Birbirinden farklı çıkış nedenleri olsa da, ortak sorun ve sonuç, bu ulusal ekonomilerdeki bankrot, yani iflas durumudur. Ulusal gelir ve gider bilançoları bozulan, makro ve mikro iktisadi dengeleri altüst olan  bu ‘bankrot devletler’ ödeme yapamaz haldeler. Başka bir çok Avrupa ülkesi daha iflas sırasında bekliyor. Güney Kıbrıs’ın, Belçika’nın, İtalya’nın ve hatta İngiltere’nin de yeniden krizin eşiğinde olduğu basında dillendirilmeye başlandı bile.Medyaya bakılırsa, AB’nin motor ülkeleri Almanya, Fransa’da krizin sözde aşıldığı, yeniden ekonomik canlanma devresinde olunduğu söyleniyor. Peki tam da iddia edilen “canlanma’ dönemde nasıl oluyorda bu çaplı iflaslar olabiliyor? Bazı devletlerin finansal çöküşleri, artık tek tek AB ülkelerini değil ve birliğin geleceğini de tehdit ediyor. AB projesi, gelecek on yıl içinde, çok ciddi ekonomik-politik ve toplumsal  depremler veya patlamalarla sarsılma tehlikesiyle karşı karşıya! Bu artık bir çok kesimin paylaştığı ciddi bir yargı. Hatta birliğin geleceğine dair şimdiden ikaz sirenleri dahi çalınıyor. Örneğin deniliyorki; ‘doğru ve ortak çıkarları savunan ekonomik ve mali politikalar hayata geçirilmediği takdirde birliğin parçalanması veya birlikten kopuşlar ihtimal dahilindedir’. Uluslararası mali ve ekonomik krizin derin ve kalıcı tahribatları yeni  tipteki ekonomik-politik krizlerin de yolunu döşüyor. Makro dengelerde ortaya çıkan ana dalga şeklindeki mali ve iktisadi kriz, mikro dengelerde gözlenen ardçı dalga krizlerle birleşerek, uluslararası piyasalarda, derinden yüzeye doğru sessizce büyüyen, tahrip gücü yüksek bir tsunamik dalgaya bürünüyor!

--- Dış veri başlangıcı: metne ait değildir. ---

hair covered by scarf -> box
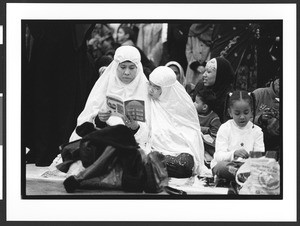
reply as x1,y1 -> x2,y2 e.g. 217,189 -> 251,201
70,46 -> 150,141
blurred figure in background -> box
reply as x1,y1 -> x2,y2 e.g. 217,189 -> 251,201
117,25 -> 155,78
165,61 -> 186,88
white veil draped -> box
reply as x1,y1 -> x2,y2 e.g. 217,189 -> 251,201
70,46 -> 150,145
149,66 -> 207,175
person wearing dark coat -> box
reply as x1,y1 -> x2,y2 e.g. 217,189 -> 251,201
21,21 -> 98,166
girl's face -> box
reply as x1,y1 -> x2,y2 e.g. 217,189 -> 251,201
169,65 -> 180,80
117,28 -> 127,44
117,61 -> 137,84
229,100 -> 252,127
148,81 -> 162,100
194,96 -> 207,114
203,58 -> 217,86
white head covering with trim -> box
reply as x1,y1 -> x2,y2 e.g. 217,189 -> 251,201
149,66 -> 207,174
70,46 -> 150,142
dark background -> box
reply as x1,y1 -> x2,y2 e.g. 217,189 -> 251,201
0,0 -> 299,226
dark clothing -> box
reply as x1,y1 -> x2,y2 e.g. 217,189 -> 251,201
165,153 -> 194,178
22,21 -> 98,166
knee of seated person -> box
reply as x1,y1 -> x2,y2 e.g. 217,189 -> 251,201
212,161 -> 228,176
178,153 -> 194,170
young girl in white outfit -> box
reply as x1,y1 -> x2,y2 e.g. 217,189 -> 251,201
211,91 -> 265,180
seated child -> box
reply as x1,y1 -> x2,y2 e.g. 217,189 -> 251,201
210,91 -> 265,184
194,89 -> 221,137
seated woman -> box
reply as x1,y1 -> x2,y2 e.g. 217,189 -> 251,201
70,46 -> 150,145
147,66 -> 210,178
50,46 -> 150,168
165,61 -> 186,88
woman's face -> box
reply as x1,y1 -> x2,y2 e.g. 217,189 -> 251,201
148,81 -> 162,100
117,61 -> 137,84
117,28 -> 127,44
203,59 -> 217,86
169,65 -> 180,80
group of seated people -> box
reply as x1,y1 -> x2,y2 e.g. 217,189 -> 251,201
49,45 -> 280,192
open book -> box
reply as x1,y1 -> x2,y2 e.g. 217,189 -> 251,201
106,96 -> 145,122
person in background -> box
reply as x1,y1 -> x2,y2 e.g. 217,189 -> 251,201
253,77 -> 282,157
95,56 -> 113,76
21,21 -> 98,166
136,23 -> 163,67
211,91 -> 265,181
146,66 -> 210,178
194,89 -> 221,162
165,61 -> 186,87
185,23 -> 213,90
166,22 -> 191,73
117,25 -> 155,78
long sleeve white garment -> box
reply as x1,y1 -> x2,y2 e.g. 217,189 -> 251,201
211,119 -> 265,168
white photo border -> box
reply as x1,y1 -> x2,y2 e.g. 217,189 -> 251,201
6,3 -> 297,222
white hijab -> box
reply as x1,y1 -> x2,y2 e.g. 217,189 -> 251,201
70,46 -> 150,145
165,61 -> 186,87
149,66 -> 207,174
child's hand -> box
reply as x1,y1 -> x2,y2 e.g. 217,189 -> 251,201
233,148 -> 249,159
122,115 -> 139,130
98,111 -> 111,122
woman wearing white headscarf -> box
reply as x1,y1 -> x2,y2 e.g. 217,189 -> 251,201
148,66 -> 208,178
70,46 -> 150,147
50,46 -> 150,171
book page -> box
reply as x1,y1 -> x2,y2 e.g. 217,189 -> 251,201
106,96 -> 125,117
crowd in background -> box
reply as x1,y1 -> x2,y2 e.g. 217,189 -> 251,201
22,21 -> 282,170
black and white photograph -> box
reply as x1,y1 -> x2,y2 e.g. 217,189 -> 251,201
0,3 -> 297,222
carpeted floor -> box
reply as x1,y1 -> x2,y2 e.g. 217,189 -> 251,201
23,164 -> 228,199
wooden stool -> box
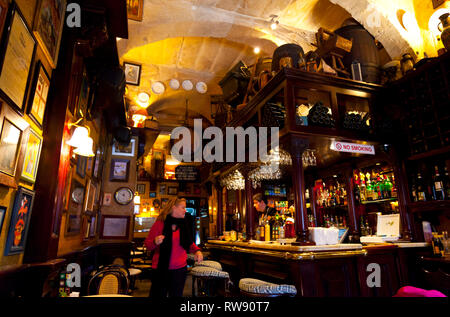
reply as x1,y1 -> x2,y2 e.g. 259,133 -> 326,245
239,278 -> 297,297
191,265 -> 230,297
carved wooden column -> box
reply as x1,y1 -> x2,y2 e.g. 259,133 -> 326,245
289,136 -> 314,245
343,166 -> 359,242
242,170 -> 256,241
215,184 -> 223,237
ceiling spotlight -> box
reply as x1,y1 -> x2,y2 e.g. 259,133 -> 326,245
270,14 -> 280,30
137,92 -> 150,108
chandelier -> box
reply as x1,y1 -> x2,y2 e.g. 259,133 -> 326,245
219,170 -> 245,190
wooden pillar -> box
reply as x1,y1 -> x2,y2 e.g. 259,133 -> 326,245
343,166 -> 359,242
289,137 -> 314,245
242,172 -> 256,241
216,184 -> 223,237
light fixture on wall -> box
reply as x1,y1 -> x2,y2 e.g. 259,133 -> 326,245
270,14 -> 280,30
66,118 -> 95,157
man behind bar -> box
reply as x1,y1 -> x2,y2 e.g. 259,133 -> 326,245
253,193 -> 277,222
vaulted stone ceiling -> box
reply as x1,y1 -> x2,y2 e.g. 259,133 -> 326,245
118,0 -> 442,131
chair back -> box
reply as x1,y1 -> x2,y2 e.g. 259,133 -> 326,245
87,265 -> 130,295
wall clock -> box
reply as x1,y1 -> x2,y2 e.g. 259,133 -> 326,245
114,187 -> 134,205
72,187 -> 84,204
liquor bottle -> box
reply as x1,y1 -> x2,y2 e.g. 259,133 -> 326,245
359,216 -> 367,236
444,165 -> 450,199
416,173 -> 427,201
432,165 -> 445,200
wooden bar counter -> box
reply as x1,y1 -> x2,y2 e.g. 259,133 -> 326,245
205,240 -> 427,297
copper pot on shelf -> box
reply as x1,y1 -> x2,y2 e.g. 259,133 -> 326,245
438,13 -> 450,52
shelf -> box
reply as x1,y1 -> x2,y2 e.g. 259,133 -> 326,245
408,200 -> 450,213
408,146 -> 450,161
361,198 -> 398,205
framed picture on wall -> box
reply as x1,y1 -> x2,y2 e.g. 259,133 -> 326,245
111,139 -> 136,156
28,61 -> 50,129
0,2 -> 36,114
0,0 -> 9,38
167,186 -> 178,195
0,206 -> 7,234
123,62 -> 142,86
33,0 -> 66,68
136,184 -> 145,195
103,193 -> 112,206
100,215 -> 130,239
77,155 -> 87,178
127,0 -> 144,21
0,103 -> 30,188
21,129 -> 42,183
109,159 -> 130,182
5,186 -> 34,255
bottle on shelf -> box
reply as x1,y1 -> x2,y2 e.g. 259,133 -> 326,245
416,173 -> 427,201
444,165 -> 450,200
432,165 -> 445,200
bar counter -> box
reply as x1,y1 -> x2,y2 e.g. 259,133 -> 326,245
205,240 -> 430,297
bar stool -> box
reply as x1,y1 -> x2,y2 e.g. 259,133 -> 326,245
191,265 -> 230,297
239,278 -> 297,297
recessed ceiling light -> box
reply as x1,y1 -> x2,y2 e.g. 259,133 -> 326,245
152,81 -> 166,95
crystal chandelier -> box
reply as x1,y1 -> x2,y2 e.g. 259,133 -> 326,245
219,170 -> 245,190
302,149 -> 317,167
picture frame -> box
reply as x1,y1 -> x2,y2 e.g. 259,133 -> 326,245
100,215 -> 130,240
77,155 -> 87,178
102,193 -> 112,206
136,184 -> 145,195
109,159 -> 130,182
123,62 -> 142,86
0,2 -> 36,115
0,0 -> 9,45
159,184 -> 167,195
5,186 -> 35,256
67,176 -> 86,215
161,198 -> 169,208
84,179 -> 97,212
167,186 -> 178,195
111,139 -> 136,157
0,206 -> 8,234
0,102 -> 30,188
21,129 -> 42,184
127,0 -> 144,22
33,0 -> 67,68
27,61 -> 50,130
64,214 -> 81,237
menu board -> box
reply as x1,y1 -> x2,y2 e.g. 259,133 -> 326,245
175,165 -> 198,181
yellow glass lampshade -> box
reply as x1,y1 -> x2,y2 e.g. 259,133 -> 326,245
73,136 -> 95,157
66,127 -> 89,147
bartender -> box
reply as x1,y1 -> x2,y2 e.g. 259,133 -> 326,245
253,193 -> 277,223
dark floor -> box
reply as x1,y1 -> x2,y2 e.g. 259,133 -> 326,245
131,273 -> 192,297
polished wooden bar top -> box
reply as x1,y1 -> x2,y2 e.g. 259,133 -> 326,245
205,240 -> 367,260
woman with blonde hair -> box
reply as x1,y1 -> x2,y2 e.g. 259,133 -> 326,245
144,198 -> 203,298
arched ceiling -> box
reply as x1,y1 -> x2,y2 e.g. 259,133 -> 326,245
118,0 -> 432,131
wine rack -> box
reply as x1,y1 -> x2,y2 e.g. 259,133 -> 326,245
390,53 -> 450,157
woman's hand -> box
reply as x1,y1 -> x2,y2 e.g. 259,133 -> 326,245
194,250 -> 203,263
155,235 -> 165,245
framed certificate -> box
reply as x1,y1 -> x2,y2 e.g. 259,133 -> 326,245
0,2 -> 36,114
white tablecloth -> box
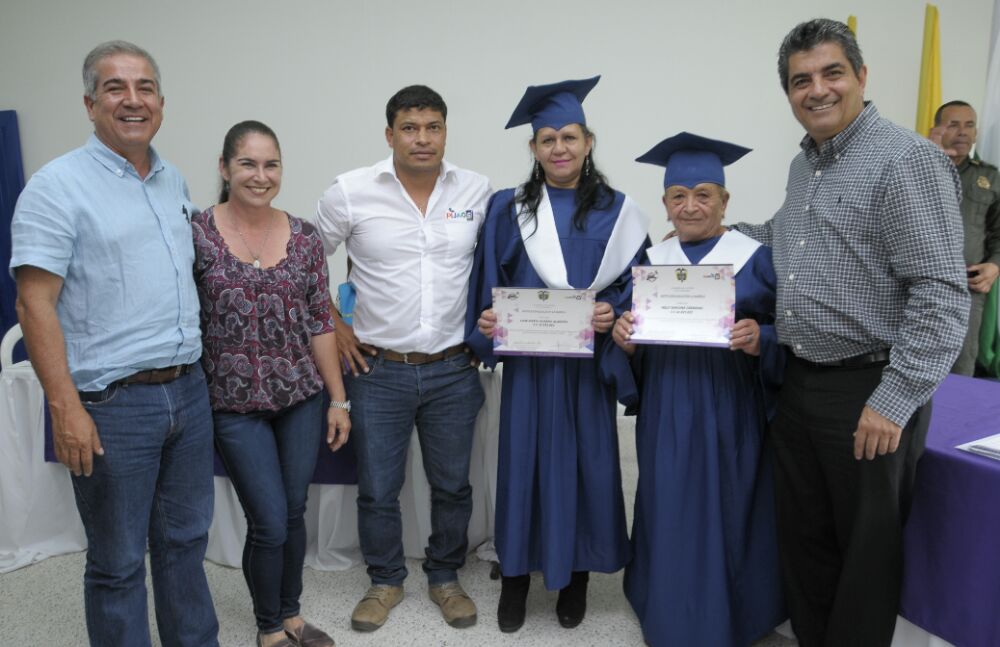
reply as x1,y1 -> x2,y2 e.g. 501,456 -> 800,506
0,362 -> 500,573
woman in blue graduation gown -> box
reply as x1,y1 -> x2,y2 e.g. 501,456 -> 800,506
466,77 -> 648,632
613,133 -> 785,647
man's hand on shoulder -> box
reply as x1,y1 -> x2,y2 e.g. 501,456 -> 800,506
854,406 -> 903,460
966,261 -> 1000,294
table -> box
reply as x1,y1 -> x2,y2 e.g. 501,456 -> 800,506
901,375 -> 1000,647
0,362 -> 501,573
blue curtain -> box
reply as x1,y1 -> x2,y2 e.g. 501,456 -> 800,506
0,110 -> 28,362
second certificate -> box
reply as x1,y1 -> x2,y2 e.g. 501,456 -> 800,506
493,288 -> 595,357
631,265 -> 736,348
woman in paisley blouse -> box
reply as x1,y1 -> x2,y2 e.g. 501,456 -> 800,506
191,121 -> 351,647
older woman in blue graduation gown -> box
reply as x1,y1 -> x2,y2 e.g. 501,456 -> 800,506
613,133 -> 785,647
466,77 -> 648,632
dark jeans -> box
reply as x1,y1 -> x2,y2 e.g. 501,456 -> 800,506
347,353 -> 484,585
215,393 -> 326,633
770,353 -> 931,647
73,366 -> 219,647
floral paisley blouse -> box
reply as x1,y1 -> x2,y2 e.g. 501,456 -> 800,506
191,208 -> 333,413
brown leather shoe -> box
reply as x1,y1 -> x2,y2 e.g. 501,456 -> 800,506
351,584 -> 403,631
285,622 -> 335,647
257,631 -> 295,647
427,581 -> 476,629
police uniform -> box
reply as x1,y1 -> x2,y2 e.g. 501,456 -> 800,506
952,157 -> 1000,375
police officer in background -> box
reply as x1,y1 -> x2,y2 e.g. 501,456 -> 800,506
930,101 -> 1000,375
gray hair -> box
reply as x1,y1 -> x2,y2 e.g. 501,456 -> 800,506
778,18 -> 865,94
83,40 -> 163,100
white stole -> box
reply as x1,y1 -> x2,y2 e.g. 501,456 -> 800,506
515,185 -> 649,292
646,230 -> 760,275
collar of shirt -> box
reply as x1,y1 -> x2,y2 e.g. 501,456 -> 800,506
799,101 -> 878,166
84,134 -> 163,181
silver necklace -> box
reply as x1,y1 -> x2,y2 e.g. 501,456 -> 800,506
229,211 -> 274,270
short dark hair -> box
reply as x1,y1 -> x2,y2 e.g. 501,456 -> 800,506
219,119 -> 281,204
778,18 -> 865,94
83,40 -> 163,101
934,99 -> 975,126
385,85 -> 448,128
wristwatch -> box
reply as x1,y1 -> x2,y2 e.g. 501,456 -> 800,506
330,400 -> 351,413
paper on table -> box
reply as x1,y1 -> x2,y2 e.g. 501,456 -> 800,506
955,434 -> 1000,461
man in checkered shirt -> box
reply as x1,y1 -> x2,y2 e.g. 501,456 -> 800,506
737,19 -> 969,647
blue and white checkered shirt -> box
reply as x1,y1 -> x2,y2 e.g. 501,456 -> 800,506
736,103 -> 969,426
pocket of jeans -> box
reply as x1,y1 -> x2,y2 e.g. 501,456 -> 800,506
80,384 -> 123,409
358,353 -> 385,378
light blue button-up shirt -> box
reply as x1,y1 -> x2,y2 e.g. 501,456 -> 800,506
10,135 -> 201,391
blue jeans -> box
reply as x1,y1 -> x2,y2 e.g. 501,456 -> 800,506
72,365 -> 219,647
215,393 -> 326,633
347,353 -> 484,585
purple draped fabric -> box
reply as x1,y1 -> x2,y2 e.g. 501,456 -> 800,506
901,375 -> 1000,647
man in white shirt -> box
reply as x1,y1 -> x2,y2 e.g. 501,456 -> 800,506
317,85 -> 490,631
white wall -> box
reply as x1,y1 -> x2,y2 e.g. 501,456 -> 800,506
0,0 -> 993,284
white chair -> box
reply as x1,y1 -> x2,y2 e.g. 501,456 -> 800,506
0,324 -> 28,370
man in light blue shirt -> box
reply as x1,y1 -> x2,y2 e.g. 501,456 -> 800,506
10,41 -> 218,647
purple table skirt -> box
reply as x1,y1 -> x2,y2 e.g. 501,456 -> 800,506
42,393 -> 358,485
901,375 -> 1000,647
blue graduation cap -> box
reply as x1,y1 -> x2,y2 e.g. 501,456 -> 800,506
504,74 -> 601,132
635,132 -> 751,189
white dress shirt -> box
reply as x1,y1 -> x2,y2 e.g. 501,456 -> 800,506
316,156 -> 491,353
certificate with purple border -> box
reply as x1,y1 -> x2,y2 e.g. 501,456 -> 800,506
493,288 -> 596,357
632,265 -> 736,348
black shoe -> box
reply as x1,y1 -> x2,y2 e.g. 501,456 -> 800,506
497,575 -> 531,634
556,571 -> 590,629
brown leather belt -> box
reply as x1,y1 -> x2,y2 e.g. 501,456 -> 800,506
376,344 -> 469,366
789,349 -> 889,368
117,364 -> 194,384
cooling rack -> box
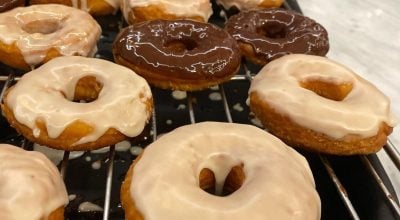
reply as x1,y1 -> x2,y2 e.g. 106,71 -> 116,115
0,0 -> 400,220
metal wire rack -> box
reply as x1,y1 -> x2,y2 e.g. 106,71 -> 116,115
0,1 -> 400,220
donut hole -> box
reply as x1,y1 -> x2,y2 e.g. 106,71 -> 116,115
257,22 -> 287,39
300,80 -> 353,101
71,76 -> 103,103
164,38 -> 197,53
21,19 -> 61,34
199,164 -> 245,197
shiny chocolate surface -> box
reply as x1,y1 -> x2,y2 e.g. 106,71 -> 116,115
113,20 -> 240,80
225,9 -> 329,62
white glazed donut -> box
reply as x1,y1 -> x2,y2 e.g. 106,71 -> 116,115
0,144 -> 68,220
0,4 -> 101,69
249,54 -> 396,154
121,122 -> 320,220
3,56 -> 152,150
121,0 -> 213,24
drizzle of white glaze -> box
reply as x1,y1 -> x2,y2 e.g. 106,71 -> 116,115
0,144 -> 68,220
249,54 -> 396,139
121,0 -> 213,21
0,4 -> 101,66
6,56 -> 151,144
78,202 -> 104,212
130,122 -> 320,220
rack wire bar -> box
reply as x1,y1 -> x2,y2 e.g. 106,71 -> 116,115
361,156 -> 400,216
103,145 -> 115,220
383,139 -> 400,171
319,155 -> 360,219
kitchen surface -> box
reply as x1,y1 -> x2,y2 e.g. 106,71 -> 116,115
298,0 -> 400,195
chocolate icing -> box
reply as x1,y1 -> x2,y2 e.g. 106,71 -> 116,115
225,9 -> 329,62
0,0 -> 25,12
113,20 -> 240,80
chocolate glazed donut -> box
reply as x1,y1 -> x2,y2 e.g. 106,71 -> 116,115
225,9 -> 329,65
113,20 -> 240,91
0,0 -> 25,12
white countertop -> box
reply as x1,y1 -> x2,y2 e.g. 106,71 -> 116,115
298,0 -> 400,195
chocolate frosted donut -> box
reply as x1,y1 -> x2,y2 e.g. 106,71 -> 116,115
226,9 -> 329,65
113,20 -> 240,91
0,0 -> 25,12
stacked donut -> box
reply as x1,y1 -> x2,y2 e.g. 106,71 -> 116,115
0,0 -> 396,219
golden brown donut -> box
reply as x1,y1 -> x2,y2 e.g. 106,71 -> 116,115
2,57 -> 153,151
0,4 -> 101,70
113,20 -> 241,91
121,0 -> 212,24
30,0 -> 119,16
249,55 -> 396,155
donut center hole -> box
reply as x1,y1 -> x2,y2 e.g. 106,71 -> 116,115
71,76 -> 103,103
164,39 -> 197,53
300,80 -> 353,101
199,164 -> 245,197
257,22 -> 287,39
22,19 -> 60,34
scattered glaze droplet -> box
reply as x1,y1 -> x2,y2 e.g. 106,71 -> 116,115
115,141 -> 131,151
172,90 -> 187,100
92,160 -> 101,170
233,102 -> 244,112
208,92 -> 222,101
78,202 -> 103,212
130,146 -> 143,156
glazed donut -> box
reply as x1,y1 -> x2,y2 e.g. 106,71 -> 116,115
0,4 -> 101,70
113,20 -> 240,91
121,122 -> 320,220
0,0 -> 25,13
225,9 -> 329,65
249,54 -> 396,155
0,144 -> 68,220
30,0 -> 120,16
217,0 -> 284,11
121,0 -> 213,24
2,56 -> 152,151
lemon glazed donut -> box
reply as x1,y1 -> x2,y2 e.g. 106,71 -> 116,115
0,4 -> 101,70
0,144 -> 68,220
121,122 -> 321,220
121,0 -> 213,24
2,56 -> 153,150
113,20 -> 241,91
249,54 -> 396,155
29,0 -> 120,16
217,0 -> 284,11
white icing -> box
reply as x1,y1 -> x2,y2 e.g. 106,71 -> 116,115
78,202 -> 103,212
130,122 -> 320,220
0,4 -> 101,66
217,0 -> 281,11
0,144 -> 68,220
121,0 -> 213,21
6,56 -> 151,144
249,55 -> 396,139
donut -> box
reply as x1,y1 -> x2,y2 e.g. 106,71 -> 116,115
113,20 -> 241,91
121,0 -> 213,24
121,122 -> 321,220
225,9 -> 329,65
249,54 -> 396,155
217,0 -> 283,11
2,56 -> 152,151
0,144 -> 68,220
0,0 -> 25,13
30,0 -> 120,16
0,4 -> 101,70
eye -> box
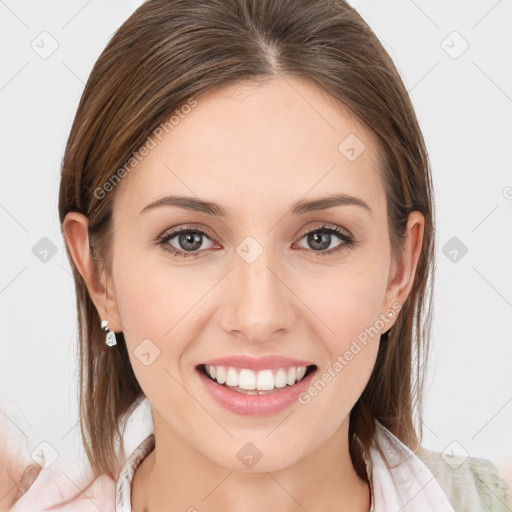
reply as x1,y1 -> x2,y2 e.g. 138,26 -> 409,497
157,227 -> 218,258
294,225 -> 355,255
156,225 -> 356,258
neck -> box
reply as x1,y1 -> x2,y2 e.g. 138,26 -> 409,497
132,418 -> 370,512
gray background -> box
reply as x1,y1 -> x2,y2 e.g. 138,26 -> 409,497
0,0 -> 512,484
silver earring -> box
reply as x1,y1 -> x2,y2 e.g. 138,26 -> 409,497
101,320 -> 117,347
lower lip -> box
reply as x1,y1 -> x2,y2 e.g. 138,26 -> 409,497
196,369 -> 316,416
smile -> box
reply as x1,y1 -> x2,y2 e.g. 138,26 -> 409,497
196,364 -> 317,415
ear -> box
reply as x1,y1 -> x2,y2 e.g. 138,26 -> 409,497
62,212 -> 123,332
383,211 -> 425,332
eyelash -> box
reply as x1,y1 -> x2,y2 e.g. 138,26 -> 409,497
156,225 -> 357,258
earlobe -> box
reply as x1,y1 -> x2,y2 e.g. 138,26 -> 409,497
386,211 -> 425,308
62,212 -> 122,331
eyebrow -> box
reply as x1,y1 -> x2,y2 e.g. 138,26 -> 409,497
139,194 -> 372,218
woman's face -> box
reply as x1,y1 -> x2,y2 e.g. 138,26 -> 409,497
98,78 -> 422,471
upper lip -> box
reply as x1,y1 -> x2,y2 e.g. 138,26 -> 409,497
198,355 -> 315,370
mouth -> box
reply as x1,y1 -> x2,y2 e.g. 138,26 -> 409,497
197,364 -> 317,396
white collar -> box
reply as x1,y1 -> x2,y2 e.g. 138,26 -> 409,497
365,421 -> 454,512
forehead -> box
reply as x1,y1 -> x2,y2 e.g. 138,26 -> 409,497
116,78 -> 384,221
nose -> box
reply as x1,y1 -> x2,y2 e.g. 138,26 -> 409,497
221,250 -> 295,343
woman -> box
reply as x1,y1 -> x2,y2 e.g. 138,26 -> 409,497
5,0 -> 508,512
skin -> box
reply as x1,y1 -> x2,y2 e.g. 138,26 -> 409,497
64,77 -> 424,512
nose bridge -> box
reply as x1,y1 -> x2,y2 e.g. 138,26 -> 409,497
224,237 -> 292,341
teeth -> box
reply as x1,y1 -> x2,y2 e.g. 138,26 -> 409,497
205,365 -> 307,391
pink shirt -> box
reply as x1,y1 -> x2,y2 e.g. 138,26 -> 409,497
10,422 -> 464,512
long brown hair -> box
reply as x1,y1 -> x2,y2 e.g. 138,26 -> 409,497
55,0 -> 434,484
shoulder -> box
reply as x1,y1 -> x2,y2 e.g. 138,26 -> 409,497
416,447 -> 512,512
9,460 -> 115,512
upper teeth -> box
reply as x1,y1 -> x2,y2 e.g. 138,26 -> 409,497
205,364 -> 306,391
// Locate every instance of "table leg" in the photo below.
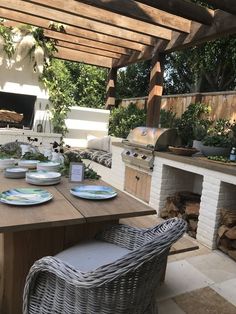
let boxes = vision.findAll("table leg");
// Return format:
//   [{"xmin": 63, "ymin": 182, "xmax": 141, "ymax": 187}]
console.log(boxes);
[{"xmin": 1, "ymin": 227, "xmax": 64, "ymax": 314}]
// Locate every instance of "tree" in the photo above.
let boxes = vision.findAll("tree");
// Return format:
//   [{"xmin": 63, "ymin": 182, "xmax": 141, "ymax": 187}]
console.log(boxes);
[
  {"xmin": 65, "ymin": 61, "xmax": 108, "ymax": 108},
  {"xmin": 165, "ymin": 35, "xmax": 236, "ymax": 94},
  {"xmin": 116, "ymin": 60, "xmax": 151, "ymax": 99}
]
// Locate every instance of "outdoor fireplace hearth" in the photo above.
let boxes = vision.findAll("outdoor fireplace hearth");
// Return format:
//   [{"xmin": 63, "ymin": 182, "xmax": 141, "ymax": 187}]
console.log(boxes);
[
  {"xmin": 0, "ymin": 92, "xmax": 36, "ymax": 129},
  {"xmin": 122, "ymin": 127, "xmax": 178, "ymax": 170}
]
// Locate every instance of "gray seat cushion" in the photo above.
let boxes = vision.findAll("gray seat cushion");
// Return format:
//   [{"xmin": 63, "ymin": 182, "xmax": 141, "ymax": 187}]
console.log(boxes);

Dünya çapında hiç bir ülke ekonomisi bu ‘binyılın krizi’ne karşı gerçekten resistent olabilme özelliğini gösteremedi/gösteremiyor. Derinlerdeki kriz akıntıları yüzeyde, politik üst yapıda ve egemenlik yöntemlerinde göreceli gerileşme trendini büyütüyor. Demokrasi hızla aşındırılıyor. Ekonomik alt yapıda  sürdürlen dizginsiz liberalizm politk üst yapıda tersi bir etki olarak anti-demokratizmi yeniden güçlendiriyor. Bu olumsuz gidişat halk kitleleri ve en geniş emekçi yığınlar için hiçte hayra alamet değil. Ancak, politik hükmetme krizleri de ‘yaşlı kıta’daki başka ülkelerin de kapısını çalacak. İzlanda ve Yunanistan’da hükümetlerin yıkılmasına ve bazı eski bakanların ülkelerinden apar-topar kaçmasına yol açan kriz, bakalım başka hangi hükümetleri yıkacak. Yunanistan eski başbakanının kaçırdığı paralarla İsviçre’ye yerleşerek keyfini sürdürdüğü söylenirken ülkesi bugünlerde büyük bir iktisadi/siyasi batağın içinde debelenmekte.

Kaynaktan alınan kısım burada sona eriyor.